During CL control, the patients wore two D-Tron+ pumps (Disetronic Medical Systems, St. Paul, MN) for automated subcutaneous insulin (NovoRapid®; Novo Nordisk, Bagsvaerd, Denmark) and glucagon (Glucagen®; Novo Nordisk) administration and two Medtronic CGM sensors: one primary and one back-up, in case of failure of the first sensor. Four patients completed the trial using the Medtronic (Minneapolis, MN) SofSensor®, and six patients used the Medtronic Enlite® sensor. The Medtronic CGM sensors and the D-Tron+ pumps were connected using partly proprietary interface technologies to a personal computer loaded with the Windows 7 Professional Operating System (Microsoft Inc., Redmond, WA), on which the algorithm software ran. No mealtime or exercise announcements were made to the algorithm.

Algorithm

The algorithm was designed and patented by Inreda Diabetic B.V., Goor, The Netherlands (patent number NL 1032756 in The Netherlands and patent number WO 2007/049961 A3 worldwide). It has been described before.11,12 In brief, the algorithm can be characterized as a individualized, proportional derivative controller. The insulin and glucagon delivery was fully automated and based on the continuous glucose reading of the sensor. There was no basal insulin rate. Insulin delivery was determined by the difference between current and target glucose levels, glucose rate of change, insulin sensitivity of the patient, and two glucose thresholds triggering the delivery of a corrective insulin bolus.

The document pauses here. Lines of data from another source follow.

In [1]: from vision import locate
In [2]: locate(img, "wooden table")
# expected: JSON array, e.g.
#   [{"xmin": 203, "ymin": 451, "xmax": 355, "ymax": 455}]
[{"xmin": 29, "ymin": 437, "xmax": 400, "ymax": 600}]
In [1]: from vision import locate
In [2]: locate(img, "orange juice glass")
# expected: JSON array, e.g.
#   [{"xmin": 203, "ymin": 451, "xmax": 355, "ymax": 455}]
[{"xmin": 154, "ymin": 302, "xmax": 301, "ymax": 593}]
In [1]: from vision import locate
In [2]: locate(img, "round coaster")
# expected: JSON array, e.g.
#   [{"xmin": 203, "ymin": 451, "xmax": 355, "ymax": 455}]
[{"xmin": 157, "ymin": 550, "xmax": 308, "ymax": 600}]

The proportional derivative aspect of the algorithm is determined by the difference between current and target glucose levels and the rate of change of glucose levels according to the formula mL (units) per rise in mmol/L per unit of time (a third-degree polynomial, to be programmed by means of three calibration points+the zero point=target value). The third-degree polynomial thereby acts like an integral component.

Furthermore, insulin delivery was adapted to individually determined insulin sensitivity, and an insulin correction bolus was injected whenever CGM glucose values exceeded 6.5 mmol/L. An additional insulin correction bolus was given if the glucose values exceeded 13.0 mmol/L. If CGM values were falling, the administration of insulin was stopped according to the formula mL (units) per fall in mmol/L per unit of time.

Glucagon administration was started if the CGM glucose level fell below 6.5 mmol/L. A bolus of glucagon was injected depending on the rate of fall of glucose value, followed by glucagon delivery according to an exponential glucagon injection curve. The amounts of glucagon were small relative to the typical 1-mg dose used to treat severe hypoglycemia and were derived from glucagon administration in healthy volunteers.15 Below a glucose concentrations of 4.0 mmol/L, a larger bolus of glucagon was administered. The concentration of glucagon was 1 mg/mL. As a precaution, no more than 1 mg of glucagon/h could be administered. Because of the instability of glucagon, it was reconstituted for use every 24 h.

The system was idle when the rate of change was less than 2 mmol/L/h. Frequency of adjustments in insulin or glucagon administration was based on the rate of change of CGM glucose level. Control intervals, that is, the frequency of a controller decision to deliver insulin or glucagon, ranged from once every 6 min to once every 15 min, being more often when the rate of change of glucose level increased.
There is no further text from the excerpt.